Being well-behaved or having the right conduct helps immensely not only in maintaining good health but also in controlling the senses and creating a good environment within and around oneself. Good conduct and good habits all influence good health. A state of perfect well-being through control of one’s desires and the functioning of organs also create the right environment in society. To quote the Mother, “It is only by correcting your ways of living that you can hope to secure good health (1).” Many texts in Sanskrit literature have defined the ideal of good conduct in human life. In Āyurveda, the ideal of good conduct is known as sadvṛtta. Whoever aspires for good health and perfect well-being should cultivate these sadvṛttas sincerely and derive all the joy of a happy and harmonious life in the physical, vital, mental and spiritual domains of existence. Though there is a long list of sadvṛttas, here we give a few selected ones from the Sutrasthanam of Caraka saṁhitā.
maṅgalācāraśīlaḥ : one should be of the nature of good conduct.
sarvaprāṇiṣu bandhubhūtaḥ : one should be friendly with all beings.
āstikaḥ : one should have positive attitudes.
pūrvābhāṣī : one should initiate a conversation without any reservation.
sumanāḥ : one should always be cheerful.
sādhuveṣaḥ : one’s dress should be comfortable and agreeable.
atithīnāṁ pūjakaḥ : one should be hospitable when entertaining guests.
kāle hitamita-madhurārthavādī : kāle hitamita-madhurārthavādī — one should speak only when it is absolutely needed and then speak only words that are useful, sweet and meaningful.
vaśyātmā : one should have control of oneself.
dharmātmā : one should be self-virtuous or loyal to one’s own dharma.
hetāvirṣyuḥ phale nerṣyuḥ: one should be possessive of the cause, not of the result or effect.

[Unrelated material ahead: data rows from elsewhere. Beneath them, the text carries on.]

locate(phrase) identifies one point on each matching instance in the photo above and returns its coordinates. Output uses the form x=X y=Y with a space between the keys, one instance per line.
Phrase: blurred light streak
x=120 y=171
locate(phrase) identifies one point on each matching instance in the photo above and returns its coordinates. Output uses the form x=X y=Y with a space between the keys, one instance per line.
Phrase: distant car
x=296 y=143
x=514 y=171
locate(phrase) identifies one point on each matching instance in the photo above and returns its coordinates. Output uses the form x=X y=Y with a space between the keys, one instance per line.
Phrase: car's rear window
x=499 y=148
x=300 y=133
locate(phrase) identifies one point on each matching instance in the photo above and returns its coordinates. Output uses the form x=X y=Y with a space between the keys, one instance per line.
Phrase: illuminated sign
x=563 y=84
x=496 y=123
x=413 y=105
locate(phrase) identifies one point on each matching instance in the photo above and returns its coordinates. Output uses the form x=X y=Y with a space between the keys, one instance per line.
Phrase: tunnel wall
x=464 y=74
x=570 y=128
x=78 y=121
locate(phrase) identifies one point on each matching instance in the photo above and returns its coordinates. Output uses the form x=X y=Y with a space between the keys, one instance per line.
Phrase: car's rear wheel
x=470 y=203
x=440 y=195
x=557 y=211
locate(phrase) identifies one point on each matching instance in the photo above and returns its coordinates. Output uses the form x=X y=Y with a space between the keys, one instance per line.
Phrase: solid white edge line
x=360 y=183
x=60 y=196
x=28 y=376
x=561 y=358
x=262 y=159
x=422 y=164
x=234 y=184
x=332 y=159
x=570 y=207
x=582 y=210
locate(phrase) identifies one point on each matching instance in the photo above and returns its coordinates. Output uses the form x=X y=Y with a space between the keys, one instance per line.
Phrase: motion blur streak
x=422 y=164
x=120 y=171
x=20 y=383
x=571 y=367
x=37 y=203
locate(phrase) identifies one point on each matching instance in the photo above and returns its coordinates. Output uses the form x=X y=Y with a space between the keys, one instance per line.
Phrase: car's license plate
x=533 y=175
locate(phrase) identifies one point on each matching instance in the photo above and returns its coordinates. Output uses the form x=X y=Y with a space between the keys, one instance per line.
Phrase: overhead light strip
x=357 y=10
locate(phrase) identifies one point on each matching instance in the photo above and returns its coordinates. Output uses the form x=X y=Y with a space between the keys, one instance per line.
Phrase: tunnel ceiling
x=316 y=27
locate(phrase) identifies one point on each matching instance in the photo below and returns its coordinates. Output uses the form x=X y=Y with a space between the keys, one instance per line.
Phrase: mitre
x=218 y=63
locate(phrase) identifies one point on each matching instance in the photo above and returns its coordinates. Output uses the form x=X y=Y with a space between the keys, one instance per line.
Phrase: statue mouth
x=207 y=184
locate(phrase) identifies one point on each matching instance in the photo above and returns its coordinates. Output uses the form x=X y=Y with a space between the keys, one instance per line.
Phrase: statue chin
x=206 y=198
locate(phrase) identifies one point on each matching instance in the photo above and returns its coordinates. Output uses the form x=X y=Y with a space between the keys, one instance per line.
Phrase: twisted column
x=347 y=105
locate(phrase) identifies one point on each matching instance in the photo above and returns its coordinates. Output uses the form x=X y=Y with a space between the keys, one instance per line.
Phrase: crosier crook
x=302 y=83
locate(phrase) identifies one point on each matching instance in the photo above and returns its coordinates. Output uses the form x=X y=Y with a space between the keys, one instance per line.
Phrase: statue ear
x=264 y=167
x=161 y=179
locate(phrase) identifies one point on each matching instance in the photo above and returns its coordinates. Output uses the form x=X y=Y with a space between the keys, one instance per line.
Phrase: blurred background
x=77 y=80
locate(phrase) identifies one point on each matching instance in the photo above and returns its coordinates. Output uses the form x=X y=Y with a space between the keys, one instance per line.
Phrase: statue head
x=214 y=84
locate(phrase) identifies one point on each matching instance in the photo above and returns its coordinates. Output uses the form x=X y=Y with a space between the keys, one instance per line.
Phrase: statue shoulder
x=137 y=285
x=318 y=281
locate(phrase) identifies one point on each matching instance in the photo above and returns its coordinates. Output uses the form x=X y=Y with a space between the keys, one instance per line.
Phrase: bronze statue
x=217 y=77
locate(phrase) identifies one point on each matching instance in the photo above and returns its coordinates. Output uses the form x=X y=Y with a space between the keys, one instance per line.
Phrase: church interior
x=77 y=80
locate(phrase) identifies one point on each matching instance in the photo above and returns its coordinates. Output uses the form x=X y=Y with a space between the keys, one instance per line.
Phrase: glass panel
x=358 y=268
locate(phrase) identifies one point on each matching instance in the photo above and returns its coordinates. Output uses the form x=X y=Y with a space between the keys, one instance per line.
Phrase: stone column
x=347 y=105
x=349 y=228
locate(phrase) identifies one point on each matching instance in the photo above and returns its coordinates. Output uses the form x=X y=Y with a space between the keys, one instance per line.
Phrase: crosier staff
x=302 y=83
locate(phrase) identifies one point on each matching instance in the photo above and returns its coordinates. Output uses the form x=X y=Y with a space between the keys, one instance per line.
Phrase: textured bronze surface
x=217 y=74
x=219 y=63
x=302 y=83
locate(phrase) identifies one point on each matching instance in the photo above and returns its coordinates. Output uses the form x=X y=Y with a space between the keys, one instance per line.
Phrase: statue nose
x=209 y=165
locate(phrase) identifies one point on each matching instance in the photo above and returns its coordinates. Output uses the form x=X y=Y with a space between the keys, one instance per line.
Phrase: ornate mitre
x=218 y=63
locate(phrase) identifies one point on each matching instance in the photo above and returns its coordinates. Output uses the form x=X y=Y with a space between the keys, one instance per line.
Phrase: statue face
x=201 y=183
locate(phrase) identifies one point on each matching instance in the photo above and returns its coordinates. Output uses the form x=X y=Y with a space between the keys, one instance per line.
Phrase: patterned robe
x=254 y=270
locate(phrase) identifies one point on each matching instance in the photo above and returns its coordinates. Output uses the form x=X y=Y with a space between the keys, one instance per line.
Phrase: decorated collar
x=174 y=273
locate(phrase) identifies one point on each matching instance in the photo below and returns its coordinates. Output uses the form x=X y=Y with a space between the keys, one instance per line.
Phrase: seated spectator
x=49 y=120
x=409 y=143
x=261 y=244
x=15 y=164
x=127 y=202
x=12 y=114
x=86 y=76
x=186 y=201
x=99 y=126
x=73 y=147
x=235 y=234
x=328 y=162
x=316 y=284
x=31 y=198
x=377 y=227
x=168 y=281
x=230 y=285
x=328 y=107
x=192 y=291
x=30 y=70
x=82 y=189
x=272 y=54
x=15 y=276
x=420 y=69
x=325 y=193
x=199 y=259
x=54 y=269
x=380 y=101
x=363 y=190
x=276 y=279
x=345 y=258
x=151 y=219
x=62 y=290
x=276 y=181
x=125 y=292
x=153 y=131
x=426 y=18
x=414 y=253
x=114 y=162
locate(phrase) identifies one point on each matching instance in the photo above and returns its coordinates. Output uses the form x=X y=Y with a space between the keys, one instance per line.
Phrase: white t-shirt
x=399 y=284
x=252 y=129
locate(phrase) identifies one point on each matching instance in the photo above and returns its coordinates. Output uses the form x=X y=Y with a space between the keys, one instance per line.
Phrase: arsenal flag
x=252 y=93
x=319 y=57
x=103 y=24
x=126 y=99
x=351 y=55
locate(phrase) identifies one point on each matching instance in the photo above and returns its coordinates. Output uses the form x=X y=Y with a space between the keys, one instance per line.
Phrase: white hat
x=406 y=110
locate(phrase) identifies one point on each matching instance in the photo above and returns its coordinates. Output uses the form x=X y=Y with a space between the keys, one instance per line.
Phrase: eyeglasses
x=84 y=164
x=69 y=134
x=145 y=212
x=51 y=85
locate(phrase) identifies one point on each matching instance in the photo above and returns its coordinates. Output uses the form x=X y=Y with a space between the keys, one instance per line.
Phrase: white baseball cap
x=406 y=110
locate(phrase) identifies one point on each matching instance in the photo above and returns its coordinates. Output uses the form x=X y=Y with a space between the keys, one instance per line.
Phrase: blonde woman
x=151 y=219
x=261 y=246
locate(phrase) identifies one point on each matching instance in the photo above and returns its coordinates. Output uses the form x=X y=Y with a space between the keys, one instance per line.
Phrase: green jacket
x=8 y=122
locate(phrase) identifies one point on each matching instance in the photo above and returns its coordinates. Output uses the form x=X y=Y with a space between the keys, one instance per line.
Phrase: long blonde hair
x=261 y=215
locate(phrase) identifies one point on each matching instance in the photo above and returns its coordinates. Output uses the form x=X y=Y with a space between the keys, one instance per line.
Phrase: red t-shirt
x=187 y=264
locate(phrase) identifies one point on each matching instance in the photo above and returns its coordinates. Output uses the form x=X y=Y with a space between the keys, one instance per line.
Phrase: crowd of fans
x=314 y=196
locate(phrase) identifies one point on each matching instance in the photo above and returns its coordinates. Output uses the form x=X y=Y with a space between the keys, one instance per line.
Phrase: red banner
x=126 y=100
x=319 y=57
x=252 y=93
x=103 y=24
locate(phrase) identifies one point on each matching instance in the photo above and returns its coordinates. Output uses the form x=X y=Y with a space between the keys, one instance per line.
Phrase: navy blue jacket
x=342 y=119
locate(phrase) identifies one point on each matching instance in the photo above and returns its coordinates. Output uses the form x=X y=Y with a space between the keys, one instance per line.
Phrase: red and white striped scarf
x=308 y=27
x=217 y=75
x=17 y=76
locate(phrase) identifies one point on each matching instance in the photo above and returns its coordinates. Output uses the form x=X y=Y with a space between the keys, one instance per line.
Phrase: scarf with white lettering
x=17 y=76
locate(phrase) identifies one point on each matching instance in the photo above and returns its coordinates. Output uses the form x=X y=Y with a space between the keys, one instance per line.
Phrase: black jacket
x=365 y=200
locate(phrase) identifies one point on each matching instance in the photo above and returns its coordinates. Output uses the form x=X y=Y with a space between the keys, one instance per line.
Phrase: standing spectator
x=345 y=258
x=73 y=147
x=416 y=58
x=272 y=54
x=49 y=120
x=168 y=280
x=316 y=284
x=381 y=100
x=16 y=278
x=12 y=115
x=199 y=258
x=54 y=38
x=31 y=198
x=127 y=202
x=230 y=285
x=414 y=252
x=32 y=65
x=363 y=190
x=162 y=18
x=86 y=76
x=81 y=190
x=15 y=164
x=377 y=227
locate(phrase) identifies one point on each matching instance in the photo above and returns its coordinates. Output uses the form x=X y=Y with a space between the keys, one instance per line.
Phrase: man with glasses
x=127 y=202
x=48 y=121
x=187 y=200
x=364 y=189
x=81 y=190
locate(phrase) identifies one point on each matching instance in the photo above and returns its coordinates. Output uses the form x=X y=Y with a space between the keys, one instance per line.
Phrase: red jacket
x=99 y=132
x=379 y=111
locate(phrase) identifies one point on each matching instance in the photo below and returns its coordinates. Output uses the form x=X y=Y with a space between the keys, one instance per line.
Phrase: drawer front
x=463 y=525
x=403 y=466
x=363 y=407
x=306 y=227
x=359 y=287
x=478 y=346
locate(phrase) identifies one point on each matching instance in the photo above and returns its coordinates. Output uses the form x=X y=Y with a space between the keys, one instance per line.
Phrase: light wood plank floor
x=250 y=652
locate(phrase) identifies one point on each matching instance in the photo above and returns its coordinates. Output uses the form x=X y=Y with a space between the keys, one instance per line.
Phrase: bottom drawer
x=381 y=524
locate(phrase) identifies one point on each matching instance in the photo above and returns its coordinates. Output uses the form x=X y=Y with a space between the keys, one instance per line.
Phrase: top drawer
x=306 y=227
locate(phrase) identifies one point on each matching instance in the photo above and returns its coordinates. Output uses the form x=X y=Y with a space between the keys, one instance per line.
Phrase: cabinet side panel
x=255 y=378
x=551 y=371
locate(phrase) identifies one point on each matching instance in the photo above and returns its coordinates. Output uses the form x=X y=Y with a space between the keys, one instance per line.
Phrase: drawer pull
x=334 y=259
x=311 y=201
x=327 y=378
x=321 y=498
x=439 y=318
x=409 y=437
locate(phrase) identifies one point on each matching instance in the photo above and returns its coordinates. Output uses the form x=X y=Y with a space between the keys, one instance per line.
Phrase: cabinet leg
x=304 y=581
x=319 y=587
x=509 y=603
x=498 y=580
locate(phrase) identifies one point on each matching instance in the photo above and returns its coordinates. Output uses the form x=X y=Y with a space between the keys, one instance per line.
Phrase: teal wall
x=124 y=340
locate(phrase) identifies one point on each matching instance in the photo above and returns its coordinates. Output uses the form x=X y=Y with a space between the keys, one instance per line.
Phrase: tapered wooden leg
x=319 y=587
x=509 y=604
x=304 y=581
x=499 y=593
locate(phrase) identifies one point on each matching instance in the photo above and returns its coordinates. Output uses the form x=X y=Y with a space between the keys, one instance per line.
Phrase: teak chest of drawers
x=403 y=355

niścintaḥ : one should try to keep oneself free from all anxiety.
nirbhīkaḥ : one should cherish no fear within.
hrīmān : one should try to be bashful or modest.
dhīmān : one should aspire to be wise.
dakṣaḥ : one should make effort to be skilful.
mahotsāhaḥ : one should be persevering.
kṣamāvān : one should be enduring or forbearing.
satyasandhaḥ : one should cling to the Truth.
sāmapradhānaḥ : one should be peaceful.
paraparuṣavacanasahiṣṇuḥ : one should be tolerant of harsh words from others.
amarṣaghnaḥ : one should remove intolerance altogether from within.
praśamaguṇadarśī : one should always look forward to qualities that can bring peace.
rāgadveṣahetūnāṁ hantā : one should make sincere efforts to annihilate from within the causes of attachment and repugnance (2).
— Translation by Dr. Sampadananda Mishra
1. The Mother. Health and Healing in Yoga. Pondicherry: Sri Aurobindo Ashram Trust; 1979, p. 145.